Quote of the week

Universal adult suffrage on a common voters roll is one of the foundational values of our entire constitutional order. The achievement of the franchise has historically been important both for the acquisition of the rights of full and effective citizenship by all South Africans regardless of race, and for the accomplishment of an all-embracing nationhood. The universality of the franchise is important not only for nationhood and democracy. The vote of each and every citizen is a badge of dignity and of personhood. Quite literally, it says that everybody counts. In a country of great disparities of wealth and power it declares that whoever we are, whether rich or poor, exalted or disgraced, we all belong to the same democratic South African nation; that our destinies are intertwined in a single interactive polity.

Justice Albie Sachs
August and Another v Electoral Commission and Others (CCT8/99) [1999] ZACC 3
29 June 2012

Of hospitality

This will be my last guest blog. Next week, Pierre will be back to entertain and enlighten in his characteristic fashion. I thought that I should share some of my impressions over the last two weeks as a way of saying “good-bye and good luck” to the many readers of this blog. I want to start with the quote of the week which comes to us from the thought of Hannah Arendt: “Clichés, stock phrases, adherence to conventional, standardized codes of expression and conduct have the socially recognized function of protecting us against reality, that is, against the claim on our thinking attention that all events and facts make by virtue of their existence.” South Africa is full of stock phrases, like: “national democratic revolution”, “second transition” and most recently, “the decisions we could not take in 1994”. The meaning of these stock phrases continue to elude most South Africans – we know only that these phrases amount to a series of negations: it is not nationalization, it is not an amendment to the Constitution, it is not a return to the Reconstruction and Development Program, for that was a decision that was taken in 1994. Admittedly under the influence of Arendt, I think that these phrases serve to protect us against reality and thus against the “thinking attention” that reality demands.

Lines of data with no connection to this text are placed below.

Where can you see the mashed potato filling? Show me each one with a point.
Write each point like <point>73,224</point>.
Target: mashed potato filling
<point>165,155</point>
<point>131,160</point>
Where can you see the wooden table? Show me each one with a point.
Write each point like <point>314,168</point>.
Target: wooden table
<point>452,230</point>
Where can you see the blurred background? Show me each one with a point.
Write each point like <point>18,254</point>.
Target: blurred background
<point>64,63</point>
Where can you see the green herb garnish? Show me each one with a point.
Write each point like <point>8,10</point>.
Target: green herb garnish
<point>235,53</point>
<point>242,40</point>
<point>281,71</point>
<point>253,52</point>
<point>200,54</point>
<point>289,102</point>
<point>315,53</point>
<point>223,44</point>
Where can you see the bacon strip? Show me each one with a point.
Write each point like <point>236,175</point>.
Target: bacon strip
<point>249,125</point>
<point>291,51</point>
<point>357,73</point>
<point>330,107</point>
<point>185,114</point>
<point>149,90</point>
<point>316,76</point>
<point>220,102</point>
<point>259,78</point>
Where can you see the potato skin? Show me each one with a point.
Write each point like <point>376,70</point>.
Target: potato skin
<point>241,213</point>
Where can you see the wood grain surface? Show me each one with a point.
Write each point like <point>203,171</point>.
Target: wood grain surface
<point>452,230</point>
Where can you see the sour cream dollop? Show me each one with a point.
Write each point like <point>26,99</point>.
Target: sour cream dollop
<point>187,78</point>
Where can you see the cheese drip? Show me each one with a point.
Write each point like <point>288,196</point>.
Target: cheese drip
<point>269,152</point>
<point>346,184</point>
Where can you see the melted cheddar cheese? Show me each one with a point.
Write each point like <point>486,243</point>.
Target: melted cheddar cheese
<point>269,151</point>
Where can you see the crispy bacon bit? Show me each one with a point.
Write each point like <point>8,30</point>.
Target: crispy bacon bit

Arendt insisted that the ruse of the banal provides no defense, that as human beings we are responsible for the world that we inhabit, that we are given to think and that this ability is what distinguishes us from the animal – our action informed by thinking. For Arendt, two things about the world are apparent but occluded. The first is that the world is only ever through us and with us. By this I mean that the very idea of “world” depends on what Arendt (and Kant before her) referred to as a sensus communis – a community of sense through which we recognize and share a reality with each other. Secondly, Arendt took Hegel’s idea of mutual recognition seriously, the idea that I exist as human only insofar as my existence is recognized by the Other with whom I share this world. Without recognition, there can be no certainty of existence, without the “I see you” and the “I hear you” and the “I feel you” every man is indeed an island, viz Defoe’s Robinson Crusoe. It is this idea that forms the basis of so-called “poststructural” interventions in sociality. Prominent French philosopher, Jean-Luc Nancy’s entire oeuvre is dedicated to the thinking of what he calls the being singular plural, the fact of our existence as always already with others and through others, the sensus communis as a community of sense or the fact of existence as always already only communal.

The problem in postcolonial reality is precisely the problem of mutual recognition, of recognition and of worth. While section 10 of the Constitution recognizes that “everyone” has inherent human dignity and the right to have it respected and protected, we often fail in daily reality to remain true to this ideality. We treat the Other as a means to an end without recognizing them as an end in themselves. We hurt, we insult and we wound in the name of an outrage fuelled by the fact that we perceive that we are not heard and valued ourselves. This, then, amounts to a terrible self-destructive circular struggle.

Is there a way out of this seemingly eternal negation? Here I want to draw on the ideas of Derrida on absolute hospitality. Would it be possible to offer recognition before receiving it – even to the stranger, to the one that is most foreign to us? What would it mean to be generous, to give without receiving (back)? Would this not be the condition of each and every recognition? Or as the German poet, Rainer Maria Rilke, once put it, “when, in which one of our lives, shall we at last be open and receiving?”